Warszawa. W „Kurierze Porannym” ukazuje się artykuł polemiczny Andrzeja Pleśniewicza pod tytułem Spór o doktorową. Rozwichrzone problematy dyskusji literackiej, będący głosem w sporze literackim pomiędzy Brunonem Schulzem i Witoldem Gombrowiczem.

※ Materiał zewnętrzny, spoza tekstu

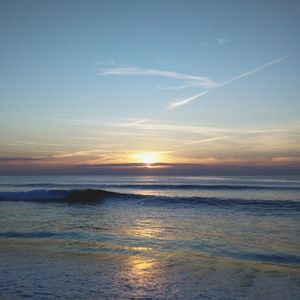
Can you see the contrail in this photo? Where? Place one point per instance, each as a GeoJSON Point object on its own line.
{"type": "Point", "coordinates": [192, 98]}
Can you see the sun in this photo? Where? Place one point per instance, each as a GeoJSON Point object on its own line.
{"type": "Point", "coordinates": [147, 158]}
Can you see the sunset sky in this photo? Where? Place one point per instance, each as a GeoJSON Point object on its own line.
{"type": "Point", "coordinates": [149, 87]}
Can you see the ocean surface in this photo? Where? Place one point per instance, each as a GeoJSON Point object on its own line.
{"type": "Point", "coordinates": [110, 237]}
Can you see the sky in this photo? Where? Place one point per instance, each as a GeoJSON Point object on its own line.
{"type": "Point", "coordinates": [149, 87]}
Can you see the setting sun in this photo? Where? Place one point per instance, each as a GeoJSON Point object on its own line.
{"type": "Point", "coordinates": [147, 158]}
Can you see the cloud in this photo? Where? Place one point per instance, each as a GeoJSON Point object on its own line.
{"type": "Point", "coordinates": [134, 123]}
{"type": "Point", "coordinates": [186, 100]}
{"type": "Point", "coordinates": [206, 140]}
{"type": "Point", "coordinates": [221, 40]}
{"type": "Point", "coordinates": [181, 102]}
{"type": "Point", "coordinates": [202, 81]}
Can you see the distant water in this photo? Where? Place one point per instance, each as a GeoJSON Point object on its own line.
{"type": "Point", "coordinates": [150, 238]}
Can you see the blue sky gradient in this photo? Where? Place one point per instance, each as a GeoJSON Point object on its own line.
{"type": "Point", "coordinates": [87, 83]}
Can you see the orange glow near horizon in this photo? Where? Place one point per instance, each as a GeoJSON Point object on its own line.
{"type": "Point", "coordinates": [147, 158]}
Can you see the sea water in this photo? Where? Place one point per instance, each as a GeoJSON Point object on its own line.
{"type": "Point", "coordinates": [153, 238]}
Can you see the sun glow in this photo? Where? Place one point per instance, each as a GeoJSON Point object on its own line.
{"type": "Point", "coordinates": [147, 158]}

Artykuł Andrzeja Pleśniewicza jest głosem w tak zwanym „sporze o doktorową” pomiędzy Schulzem a Gombrowiczem. Na wstępie publicysta „Kuriera Porannego” wyodrębnia w tym sporze błahy sens towarzyski (plotka), istotne zagadnienie literackie (reakcja pisarza na sąd niekompetentnego czytelnika) oraz sens życiowy i filozoficzny, który stara się przybliżyć czytelnikowi. Zdaniem Pleśniewicza Schulz zareagował na atak Gombrowicza właściwie – w żartobliwy sposób „wypowiedział swe credo artysty”. Gombrowicz zaś popełnił błąd, stając po stronie życia, po stronie prywatności artysty, ale przeciwko literaturze, której bezbronność wobec brutalności życia nie odbiera bynajmniej racji istnienia. Przeżycia utrwalone w dziele mogą być różne od tych, których doświadczył autor, trudno bowiem osiągnąć ideał ujednolicenia życia pisarza z jego twórczością. Zdaniem Gombrowicza ocaleniem dla literatury jest subiektywizm, ale Pleśniewicz uważa to za truizm, pisarz bowiem zawsze obiektywizuje własne doświadczenia i przeżycia1.
Za tę „piękną i głęboką” obronę w sporze z Gombrowiczem Schulz podziękował Pleśniewiczowi w liście z 29 listopada 1936 roku2.